Le monde de la musique est vaste et l’est davantage devenu avec l’avènement des nouvelles technologies. En ma qualité d’ancien, je reste ouvert comme l’ont été mes prédécesseurs et grands frères. Avec le temps, les choses ont vraiment changé comme je vous l’ai dit plus haut car hier, ceux qui avaient réussi produisaient les nouveaux mais, aujourd’hui, les entrées dans ce domaine sont devenues difficiles : Les œuvres physiques ne se vendent plus, situation qui nous a réduit aux activités comme les concerts ou autres spectacles vivants qui permettent d’exister et de gagner un peu. A mon niveau, je suis en train de mettre à disposition des jeunes artistes que je juge talentueux comme Julie Benito, mes œuvres ou titres pour qu’ils puissent les reprendre. Je travaille avec Julie Benito sur un morceau qui, à coup sûr, va lui ouvrir beaucoup de chemins. J’ai travaillé aussi avec Alkawal Kessal, j’essaie de faire profiter de ma présence aux jeunes artistes
Quels messages à l’ endroit de ces jeunes artistes camerounais en général et du septentrion en particulier ?

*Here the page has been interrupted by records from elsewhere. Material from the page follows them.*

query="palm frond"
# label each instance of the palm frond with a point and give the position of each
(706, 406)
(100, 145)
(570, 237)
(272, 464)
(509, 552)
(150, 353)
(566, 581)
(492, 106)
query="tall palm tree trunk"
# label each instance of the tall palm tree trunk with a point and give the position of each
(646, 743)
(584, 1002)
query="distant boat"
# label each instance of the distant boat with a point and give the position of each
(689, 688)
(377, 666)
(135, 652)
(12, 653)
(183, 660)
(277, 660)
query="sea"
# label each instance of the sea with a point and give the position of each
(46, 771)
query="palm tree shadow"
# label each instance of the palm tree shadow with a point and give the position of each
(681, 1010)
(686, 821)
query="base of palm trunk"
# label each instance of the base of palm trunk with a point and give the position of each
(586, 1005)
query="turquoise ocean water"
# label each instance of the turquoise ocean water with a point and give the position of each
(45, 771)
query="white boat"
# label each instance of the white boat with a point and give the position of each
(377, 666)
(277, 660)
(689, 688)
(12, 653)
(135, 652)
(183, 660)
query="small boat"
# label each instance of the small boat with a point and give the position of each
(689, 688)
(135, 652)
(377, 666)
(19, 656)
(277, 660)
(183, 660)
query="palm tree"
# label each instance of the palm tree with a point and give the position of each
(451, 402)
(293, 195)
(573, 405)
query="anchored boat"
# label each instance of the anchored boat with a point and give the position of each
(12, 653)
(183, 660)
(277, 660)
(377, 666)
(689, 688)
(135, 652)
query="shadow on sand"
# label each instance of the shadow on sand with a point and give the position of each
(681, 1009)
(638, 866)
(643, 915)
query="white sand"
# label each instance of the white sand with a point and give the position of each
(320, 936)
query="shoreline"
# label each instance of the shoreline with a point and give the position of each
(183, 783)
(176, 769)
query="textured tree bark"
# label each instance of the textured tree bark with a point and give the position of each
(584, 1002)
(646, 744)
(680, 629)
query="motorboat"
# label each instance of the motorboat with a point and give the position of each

La musique est un domaine compétitif au même titre que la boxe ou seul le travail paie et nous permet de nous hisser au sommet. Il existe une tendance ici au Nord-Cameroun qui laisse croire que la musique est une histoire de communauté et qu’on a besoin de parler d’équilibre –régional- dans ce domaine-là aussi. Non, la musique c’est comme la boxe, seule la compétence et le talent nous permettent de nous hisser au somment. Encore, faut-il le rappeler, ce n’est point une affaire clanique, la musique.
ISNEBO est-il un artiste comblé ? A-t-il déjà préparé sa sortie ou mieux sa retraite ?
On ne parle pas de retraite dans le monde du port comme dans le milieu musical où, même à 80 ans, on peut toujours chanter ; tant qu’on reste attractif et productif, le travail continue ; ici également, on ne s’ennuie pas car nous avons des ressources et lorsqu’on est en bonne santé, on peut continuer notre œuvre. Mais comme dans tout domaine d’activité il faut bien se gérer en investissant pour ne pas sombrer dans l’assistanat ; j’ai, pour ma part et en ma qualité d’artiste musicien, investi dans l’agriculture et l’élevage.
Oui, il faut être un modèle social car ça permet de polir l’image surtout quand on est une élite et, depuis que j’ai obtenu ma médaille de chevalier de l’ordre et de la valeur, j’ai compris que l’Etat promeut autant la culture que d’autres corps de métier.
Votre mot de fin ? Quel héritage pour la postérité ?
Il faut réaliser des œuvres pérennes qui vont inspirer d’autres. Il faut apporter sa contribution au patrimoine pour que notre pays avance et s’impose parmi les autres Nations. Il faut qu’on soit des vrais ambassadeurs de notre pays partout dans le monde en combattant les fléaux sociaux afin d’encenser les qualités humaines. En bref, nous devons conscientiser et moraliser pour éviter toute dérive. Merci de m’avoir permis de m’exprimer ici.
Bonne année 2024 et longue vie à AFRIKSURSEINE !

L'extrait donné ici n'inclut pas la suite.